Jacob’s encounter with God is physical and spiritual. Jacob did not experience God primarily as interior feelings or sensation, but as a physical opponent in a wrestling match. Well, in a matter of speaking, Jacob did feel God’s presence in the grappling and shoving and heaving. Jacob experienced God in the dirt that likely caked his body and clothing. Jacob experienced God in the smell of sweat as they struggled until dawn. Jacob experienced God in the sound of his foe’s voice and the blow to his own hip.
As Protestants, we are at times overly skittish of the physical as the means of God’s presence, which is a shame. After all, God came to us physically and spiritual in Jesus Christ. Jesus gave us the sacraments of baptism and holy communion that weds physical things and spiritual grace. We can encounter God physically and spiritually in the waters of baptism. We can encounter God physically and spiritually through the bread and cup at the communion table. We can also encounter God physically and spiritually in our neighbor, particularly the poor and vulnerable among us. How else can you open your congregation to encountering God physically and spiritually?
Jacob’s encounter with God is struggle. Jacob certainly felt God’s presence, but not as a heart strangely warmed, but rather as his hip strangely rent. This news could be incredibly liberating for those in your congregation who find Christianity a bit too touchy feely. Encountering God in a quiet garden with bird song and a fluttering heart might sounds totally unappealing. But struggling with God in a high stakes, body-breaking wrestling match might be just the metaphor someone needs to want to begin a relationship with God. There is good news in Jacob’s story that he has grabbed ahold of God and is not fully aware of it. There is good news in the fact that the people of God take Jacob’s new name, Israel, “Struggles with God”, as their name. Life with God is not going to be one long emotional high or chasing down one discreet spiritual experience after another. Rather life with God is about an ongoing struggle with what such a life with this strange God revealed in Jesus Christ demands of us.

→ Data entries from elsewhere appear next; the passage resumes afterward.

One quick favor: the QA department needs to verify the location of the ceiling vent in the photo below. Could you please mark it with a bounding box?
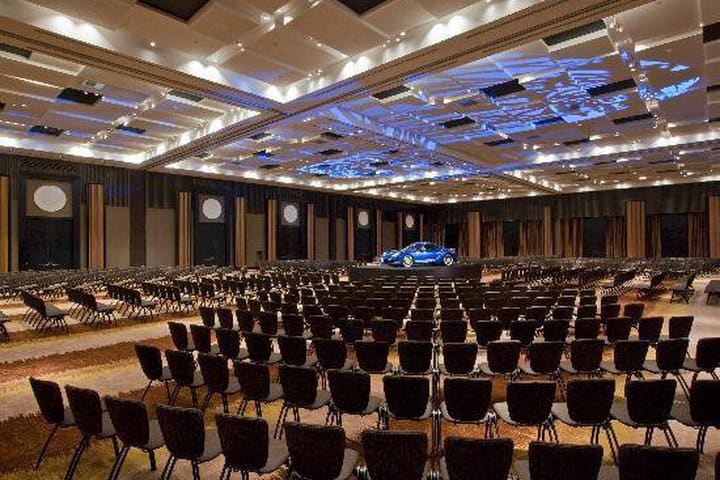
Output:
[480,78,525,98]
[543,20,606,48]
[485,138,515,147]
[586,78,637,97]
[563,138,590,147]
[613,112,654,125]
[0,43,32,60]
[320,132,342,140]
[318,148,342,156]
[57,88,102,105]
[440,117,475,128]
[372,85,412,103]
[248,132,272,142]
[30,125,65,137]
[115,124,145,135]
[165,90,202,103]
[703,22,720,43]
[138,0,210,22]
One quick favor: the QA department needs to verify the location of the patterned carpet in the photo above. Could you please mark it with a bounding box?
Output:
[0,279,720,480]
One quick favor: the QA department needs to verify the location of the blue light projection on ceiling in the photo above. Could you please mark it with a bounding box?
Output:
[298,152,481,180]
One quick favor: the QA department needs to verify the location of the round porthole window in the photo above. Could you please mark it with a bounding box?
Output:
[33,185,67,213]
[202,198,222,220]
[283,204,298,223]
[405,214,415,230]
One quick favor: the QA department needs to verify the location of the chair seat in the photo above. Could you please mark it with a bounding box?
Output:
[512,460,620,480]
[438,363,477,377]
[670,403,702,427]
[440,402,493,424]
[256,438,290,475]
[145,420,165,450]
[478,362,513,377]
[493,402,552,427]
[388,402,433,420]
[551,402,608,427]
[197,428,222,463]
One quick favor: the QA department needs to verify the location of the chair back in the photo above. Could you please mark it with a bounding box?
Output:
[165,350,195,387]
[315,338,347,369]
[507,381,555,425]
[104,396,150,448]
[443,343,478,375]
[215,413,269,471]
[65,385,103,436]
[156,405,205,460]
[355,340,390,372]
[487,340,522,374]
[567,378,615,425]
[398,340,433,374]
[625,379,677,425]
[280,365,318,407]
[361,430,427,480]
[443,377,492,422]
[528,342,565,374]
[198,353,230,393]
[613,340,650,372]
[327,370,370,413]
[570,339,605,372]
[383,375,430,418]
[30,377,65,424]
[234,361,270,401]
[655,338,689,372]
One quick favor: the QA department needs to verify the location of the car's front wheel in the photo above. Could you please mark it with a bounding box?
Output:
[403,255,415,267]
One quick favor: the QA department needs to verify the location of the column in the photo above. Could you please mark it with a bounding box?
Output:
[625,200,645,258]
[307,203,315,260]
[543,206,554,255]
[87,183,105,269]
[177,192,193,267]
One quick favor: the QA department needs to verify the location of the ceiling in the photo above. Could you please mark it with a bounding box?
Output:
[0,0,720,203]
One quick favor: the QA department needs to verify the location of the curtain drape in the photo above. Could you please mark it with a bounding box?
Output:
[645,215,662,258]
[518,220,543,257]
[458,222,468,257]
[688,212,708,257]
[605,217,626,258]
[560,218,582,257]
[482,222,505,258]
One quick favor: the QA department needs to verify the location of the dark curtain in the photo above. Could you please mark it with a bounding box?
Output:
[560,218,582,257]
[688,212,708,257]
[518,220,543,257]
[605,217,627,258]
[457,222,468,257]
[645,215,663,258]
[481,222,505,258]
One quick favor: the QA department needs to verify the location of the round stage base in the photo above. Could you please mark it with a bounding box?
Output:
[348,263,482,282]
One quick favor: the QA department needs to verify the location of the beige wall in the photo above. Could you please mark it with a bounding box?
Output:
[382,222,397,251]
[145,208,177,267]
[105,206,130,268]
[245,213,267,265]
[315,217,330,260]
[335,218,347,260]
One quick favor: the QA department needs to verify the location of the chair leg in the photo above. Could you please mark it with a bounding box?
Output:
[160,455,177,480]
[108,445,130,480]
[65,436,90,480]
[148,450,157,472]
[35,424,60,470]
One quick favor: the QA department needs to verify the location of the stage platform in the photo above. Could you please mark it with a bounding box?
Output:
[348,263,482,281]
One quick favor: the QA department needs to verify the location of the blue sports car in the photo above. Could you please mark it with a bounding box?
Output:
[380,242,457,267]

Jacob’s encounter with God is ultimately grace. As stated above, Jacob is strange character: a trickster and deceiver. His life is not what we think of as exemplary. His head is filled not with how to become holier but rather safer. Yet God comes to him anyway. Jacob has not merited this divine wrestling match. He is certainly not looking for God. Yet God shows up to struggle with him nevertheless. God graciously allows Jacob to grab ahold of the divine, though Jacob has no idea what is going on. God gifts Jacob with a new name that forever alters not only Jacob’s destiny, but all of Jacob’s descendants as well.
Hopefully we can receive this as good and liberating news! Any personal encounter we have with God is ultimately grace: a gift. We cannot force it. We cannot earn it. God is not a genie. There is no lamp to rub to guarantee a life altering spiritual experience with God. We can be ready and expectant that God show up. We can earnestly pray and hope for God’s grace poured out into our lives. We can pursue the means of grace that make us more receptive to God. But at the end of the day, God is wild and untamed. We can ask for God’s name all we want, but what we may get as an answer is a broken hip and a new name. But perhaps those are exactly what we need from our next personal encounter with God.